Moussouris, who led a once-reluctant Microsoft to create a bug bounty program after years of resistance by the software giant, says the VCMM also draws from her experiences with Microsoft Research's vulnerability coordination work, as well as during her tenure with Symantec's research team.
VCMM consists of five basic areas -- organizational (people, process, resources); engineering (evaluation, remediation of bugs); communications (interacting with researchers, customers, etc.); analytics (analyzing bug trends or process issues); and incentives (compensation and encouragement of researchers). Each area includes what entails a Basic, Advanced, and Expert level of that discipline.
"It's very simple" such that it should be easy for industries without much security or software experience to understand and use it, she says. "Honestly, it's meant for everybody: for organizations that are well-established in vulnerability coordination who can use it to see where there's room for improvement," and for less- or not-experienced firms, a roadmap for getting started.
One obvious category of products lacking in vulnerability disclosure knowledge and sophistication is the Internet of Things. As security researchers have set their sights on finding flaws in increasingly networked consumer products such as cars, home automation systems, and baby monitors, that gap has often been painfully obvious.
[By 2020 there will be 25 billion Internet of Things devices...all full of vulnerabilities. What can we do to solve the problem now? Don't miss the next episode of Dark Reading Radio, "Fixing IoT Security," this Wednesday, Sep. 23 at 1 p.m. Eastern Time.]

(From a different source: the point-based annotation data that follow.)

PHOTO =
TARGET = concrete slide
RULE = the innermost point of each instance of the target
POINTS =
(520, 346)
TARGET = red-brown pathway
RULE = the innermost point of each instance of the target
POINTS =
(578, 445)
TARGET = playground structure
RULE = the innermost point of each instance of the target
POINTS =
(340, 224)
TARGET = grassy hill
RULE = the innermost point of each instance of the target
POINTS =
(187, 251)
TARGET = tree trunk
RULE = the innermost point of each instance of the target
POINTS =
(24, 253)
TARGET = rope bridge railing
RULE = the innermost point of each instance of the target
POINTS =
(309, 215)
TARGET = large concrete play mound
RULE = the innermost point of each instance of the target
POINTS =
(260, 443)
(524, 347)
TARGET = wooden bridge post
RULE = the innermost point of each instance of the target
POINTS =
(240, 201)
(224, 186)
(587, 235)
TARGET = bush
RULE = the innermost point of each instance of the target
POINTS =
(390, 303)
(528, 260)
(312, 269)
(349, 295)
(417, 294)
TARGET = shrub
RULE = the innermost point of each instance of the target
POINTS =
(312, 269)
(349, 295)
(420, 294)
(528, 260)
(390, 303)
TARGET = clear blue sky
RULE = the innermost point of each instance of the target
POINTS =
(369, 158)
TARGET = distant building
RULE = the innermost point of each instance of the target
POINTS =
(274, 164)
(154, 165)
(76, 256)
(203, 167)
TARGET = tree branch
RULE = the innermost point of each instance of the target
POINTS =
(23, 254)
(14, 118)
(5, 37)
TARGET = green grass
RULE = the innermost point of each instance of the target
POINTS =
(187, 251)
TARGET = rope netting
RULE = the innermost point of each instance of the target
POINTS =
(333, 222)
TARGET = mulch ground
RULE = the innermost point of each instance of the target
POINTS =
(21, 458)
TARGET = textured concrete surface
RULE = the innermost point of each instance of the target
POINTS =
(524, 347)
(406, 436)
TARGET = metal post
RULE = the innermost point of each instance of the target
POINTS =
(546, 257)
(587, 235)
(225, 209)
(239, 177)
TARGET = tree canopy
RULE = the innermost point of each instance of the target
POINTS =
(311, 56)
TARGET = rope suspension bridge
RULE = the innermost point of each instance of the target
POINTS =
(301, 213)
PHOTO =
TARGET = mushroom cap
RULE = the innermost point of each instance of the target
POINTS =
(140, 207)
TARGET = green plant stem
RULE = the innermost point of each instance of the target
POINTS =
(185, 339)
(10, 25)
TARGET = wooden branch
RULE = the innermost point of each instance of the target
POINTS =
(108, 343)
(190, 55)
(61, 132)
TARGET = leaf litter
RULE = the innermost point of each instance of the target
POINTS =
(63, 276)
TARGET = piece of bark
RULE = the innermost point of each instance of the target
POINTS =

Take Rapid7's recent study of the security of Internet-enabled video baby monitors that found holes that could expose not only a family's privacy but also the security of businesses with home workers. Only one of the half-dozen baby monitor vendors alerted by Rapid7 about major security holes in their consumer devices responded: Philips Electronics.
Tod Beardsley, security research manager for Rapid7, says there are plenty of cases where researchers must interface with firms that have never experienced vulnerability disclosure before. There's often no way to find the right person--if there even is someone--to report it to. And when you reach them, it can be painful. "For companies that haven't run into it before, it's a startling event," he says.
"Some get a little angry or emotional response to our disclosures," he says.
"It's definitely the time for something like this," Beardsley says of the VCMM, which with its "clear and concise" explanation of each element and maturity phase sets the appropriate tone, he says.
Gary McGraw, CTO of Cigital and one of the creators of the BSIMM, says only a few firms in the BSIMM study so far offer bug bounties. "It's a real trend, but not hugely common," he says. Unlike the VCCM, BSIMM built a model around what organizations were already doing, so it was first and foremost a study that evolved into a model, he notes.
HackerOne, as part of VCCM, will gather data and then provide more case study-type information on real-world vulnerability coordination within companies.
The reality is that most organizations today are still working on launching the first phase of a vulnerability coordination process -- the so-called Basic level. "That first step is the a big first step: recognizing that there's going to be a problem" and starting the process, Beardsley says. "If I run into a company that's at the Basic [level], I'm delighted."
In the organizational element of the VCCM, for example, Basic level is where an organization has the executive support to receive and process bug reports from the outside. In the Advanced level, the organization has policy and process for it, and in the Expert level, there's a dedicated budget and personnel to handle vulnerability coordination.